Kısaca birileri ‘profesyonel tur rehberliği’ mesleğinin içini boşaltmak,donanımlı insanları uzaklaştırmak için kolları sıvamış durumda. Meslek mensuplarının haklı itirazları dinlenmeli ve sadece birilerinin işini kolaylaştırmak üzerine aklıselim olmayan, ülkemizin prestjini düşürecek hareketlerden kaçınılmalıdır.
Ülkemizin her geçen yıl artan ivmedeki turizm potansiyeli bu mesleği ‘ucuzlatarak’ değil, niteliği arttırarak mümkün olabilir.
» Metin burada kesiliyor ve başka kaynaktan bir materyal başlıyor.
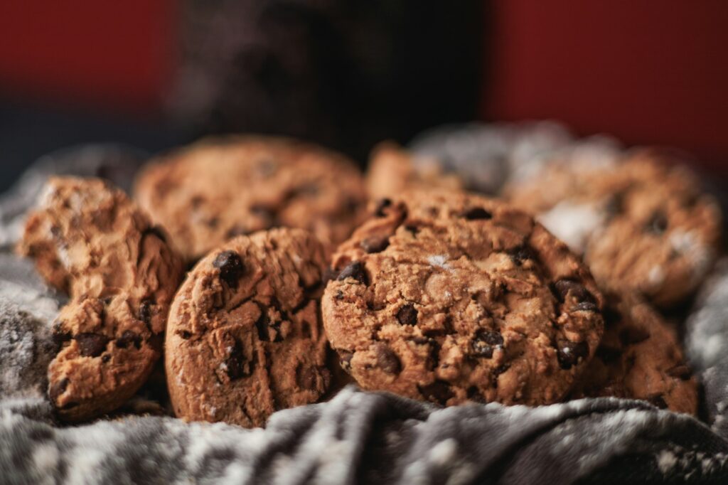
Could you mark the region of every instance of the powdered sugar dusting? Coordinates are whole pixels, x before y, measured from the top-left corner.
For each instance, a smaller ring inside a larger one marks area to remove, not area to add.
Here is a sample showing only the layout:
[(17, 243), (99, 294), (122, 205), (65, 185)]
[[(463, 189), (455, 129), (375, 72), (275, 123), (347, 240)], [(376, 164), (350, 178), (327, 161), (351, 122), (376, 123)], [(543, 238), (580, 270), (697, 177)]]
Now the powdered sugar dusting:
[(443, 269), (449, 269), (450, 266), (447, 264), (448, 256), (444, 254), (435, 254), (427, 257), (427, 262), (431, 266), (435, 266)]
[(589, 237), (604, 226), (606, 213), (598, 203), (579, 204), (564, 200), (537, 218), (572, 251), (582, 253)]

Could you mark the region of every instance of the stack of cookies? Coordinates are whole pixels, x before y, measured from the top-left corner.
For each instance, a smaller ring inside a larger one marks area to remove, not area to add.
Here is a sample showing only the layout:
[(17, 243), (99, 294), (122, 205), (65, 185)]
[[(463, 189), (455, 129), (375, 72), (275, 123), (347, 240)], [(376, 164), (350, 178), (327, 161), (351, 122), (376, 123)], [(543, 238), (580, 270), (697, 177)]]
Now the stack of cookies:
[(18, 245), (69, 297), (49, 398), (63, 420), (107, 414), (163, 363), (170, 412), (249, 427), (351, 382), (440, 406), (695, 414), (663, 315), (711, 270), (720, 211), (660, 154), (579, 150), (557, 144), (497, 198), (391, 143), (364, 176), (267, 137), (152, 160), (132, 198), (52, 178)]

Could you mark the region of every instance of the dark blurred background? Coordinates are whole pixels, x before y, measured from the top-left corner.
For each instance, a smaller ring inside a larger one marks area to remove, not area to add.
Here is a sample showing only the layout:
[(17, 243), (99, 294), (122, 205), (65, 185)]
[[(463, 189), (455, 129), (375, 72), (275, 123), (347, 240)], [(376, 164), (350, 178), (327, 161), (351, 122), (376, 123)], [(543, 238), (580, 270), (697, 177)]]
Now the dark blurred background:
[(364, 162), (446, 122), (551, 118), (728, 170), (728, 2), (0, 2), (0, 189), (85, 142), (276, 133)]

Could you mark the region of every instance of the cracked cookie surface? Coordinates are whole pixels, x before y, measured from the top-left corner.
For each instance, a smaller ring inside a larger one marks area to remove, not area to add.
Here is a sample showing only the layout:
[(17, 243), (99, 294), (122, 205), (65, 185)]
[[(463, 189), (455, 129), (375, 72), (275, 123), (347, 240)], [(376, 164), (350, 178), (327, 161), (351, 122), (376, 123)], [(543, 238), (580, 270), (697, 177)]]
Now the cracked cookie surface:
[(669, 307), (712, 267), (721, 216), (695, 176), (668, 162), (642, 151), (606, 166), (557, 162), (506, 195), (583, 253), (601, 285)]
[(53, 326), (58, 351), (48, 368), (59, 417), (112, 411), (160, 356), (181, 260), (121, 190), (70, 177), (49, 181), (19, 251), (70, 296)]
[(524, 213), (475, 195), (379, 201), (333, 267), (324, 326), (367, 390), (443, 405), (555, 402), (603, 330), (579, 258)]
[(351, 234), (366, 195), (343, 155), (273, 137), (203, 140), (152, 163), (135, 196), (189, 261), (237, 235), (299, 227), (326, 245)]
[(605, 294), (604, 335), (572, 398), (642, 399), (695, 414), (697, 385), (675, 329), (636, 295)]
[(200, 260), (167, 325), (177, 416), (250, 427), (316, 402), (331, 379), (318, 307), (325, 269), (320, 242), (297, 229), (240, 236)]

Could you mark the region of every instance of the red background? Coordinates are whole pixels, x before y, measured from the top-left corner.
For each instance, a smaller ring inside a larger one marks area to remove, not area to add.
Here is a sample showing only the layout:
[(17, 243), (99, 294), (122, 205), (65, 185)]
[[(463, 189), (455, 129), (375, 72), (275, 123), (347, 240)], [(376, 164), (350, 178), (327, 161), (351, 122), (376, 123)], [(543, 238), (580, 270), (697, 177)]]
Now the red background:
[[(494, 0), (486, 10), (483, 118), (554, 118), (726, 170), (728, 2)], [(0, 91), (154, 113), (176, 15), (173, 0), (0, 2)]]

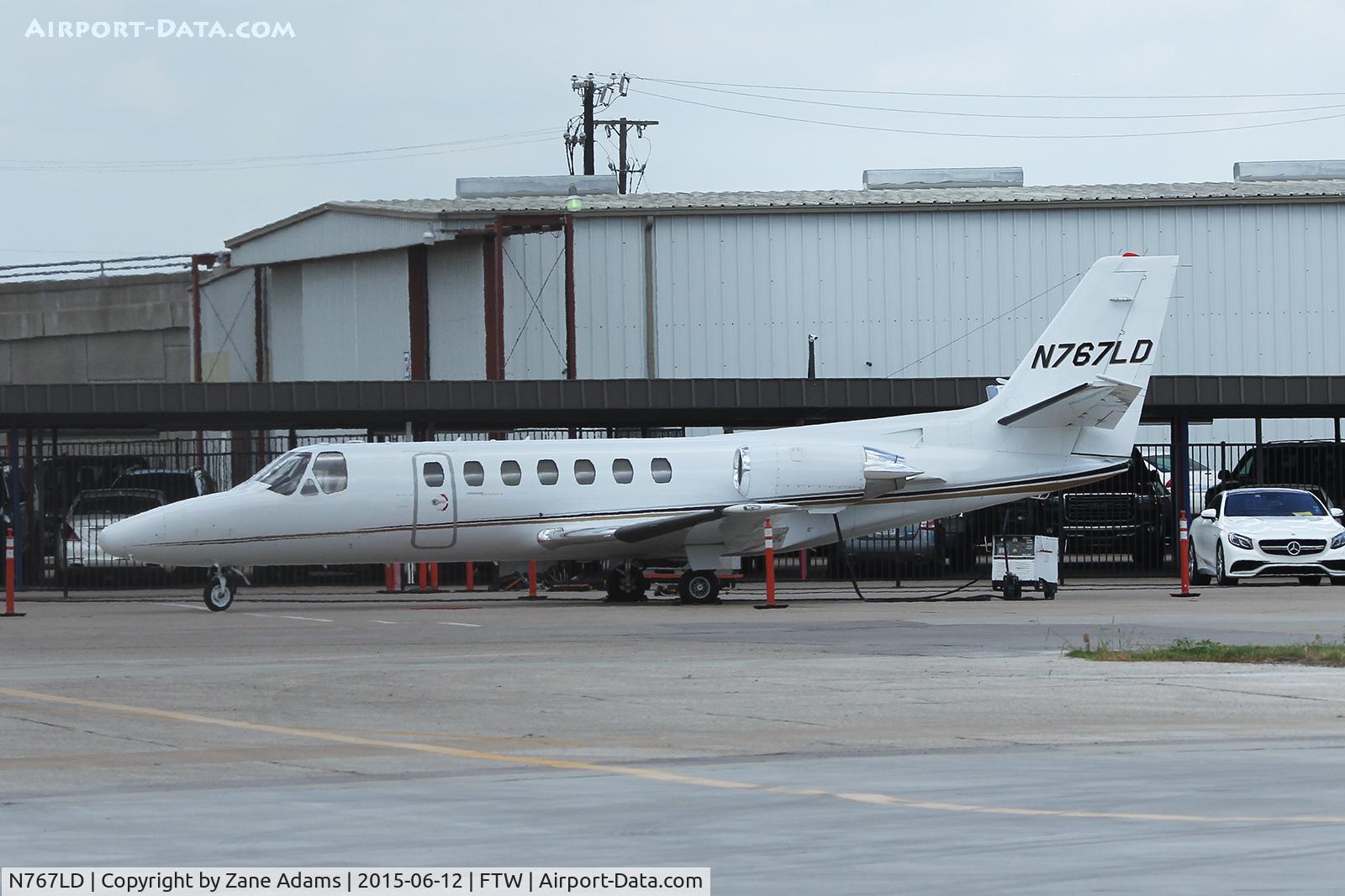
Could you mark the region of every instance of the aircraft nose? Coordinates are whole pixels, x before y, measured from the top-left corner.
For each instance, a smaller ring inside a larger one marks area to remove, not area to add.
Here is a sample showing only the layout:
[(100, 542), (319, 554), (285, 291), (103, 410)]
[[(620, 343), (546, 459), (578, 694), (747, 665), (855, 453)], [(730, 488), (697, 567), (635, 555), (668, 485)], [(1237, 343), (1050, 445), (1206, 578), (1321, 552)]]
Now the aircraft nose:
[(130, 520), (121, 520), (120, 523), (113, 523), (112, 525), (105, 525), (102, 532), (98, 533), (98, 547), (102, 548), (105, 553), (110, 553), (114, 557), (126, 556), (126, 548), (130, 545), (130, 529), (133, 528)]
[(102, 528), (98, 533), (98, 548), (116, 557), (129, 557), (140, 548), (147, 548), (156, 540), (156, 517), (163, 508), (137, 513)]

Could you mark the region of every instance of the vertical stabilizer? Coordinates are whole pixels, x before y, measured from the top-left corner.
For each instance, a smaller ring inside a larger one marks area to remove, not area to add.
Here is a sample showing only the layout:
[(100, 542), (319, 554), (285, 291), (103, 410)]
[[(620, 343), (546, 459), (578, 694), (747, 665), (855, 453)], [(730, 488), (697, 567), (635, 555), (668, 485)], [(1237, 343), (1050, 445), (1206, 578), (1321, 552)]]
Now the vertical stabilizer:
[(997, 424), (1073, 429), (1076, 453), (1128, 455), (1177, 262), (1099, 258), (995, 395)]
Yıllardır birlikte tur yaptığımız dostlar, toplumumuzdan meslektaşlar siz ne düşünüyorsunuz? Kendinizi, misafirlerinizi minimum vasıfları taşıyamayan bir rehbere emanet eder miydiniz?
Yılmaz Karakoyunlu hayatını kaybetti…
Kendisini daha sekiz - dokuz yaşlarında bir çocukken Levent’te babamın diyalize girdiği merkezin hemen yanındaki komşu evde eşi Altan Hanım vasıtasıyla tanıma fırsatım olmuştu.
Altan Hanım’ım yaptığı dostluk vesilesiyle, ailenin daha o dönemlerde edebiyata yatkınlığını, Yılmaz Ağabey’in değerli işlere imza attığını öğrenmiştim. Yıllar geçti, toplum Yılmaz Karakoyunlu’nun beyaz perdeye uyarlanan eserleriyle tarihteki kara sayfaları tanıdı. Önce ‘Salkım Hanım’ın Taneleri’ ardından da ‘Güz Sancısı’ sermayenin el değiştirmesinden tutun da 6-7 Eylül 1955’i nihayet anlatan eserlerdi. ‘Üç Aliler Divanı’ da Atatürk’e yapılan suikasti konu alarak o dönem tabu kabul edilecek konuları işleyebilen bir başyapıttı. Yılmaz Karakoyunlu siyasetçi kimliğinin yanında bir Cumhuriyet aydını ve değerli bir yazardı. Kayıpların çokça yaşandığı bir senedeyiz. Yolu ışık olsun.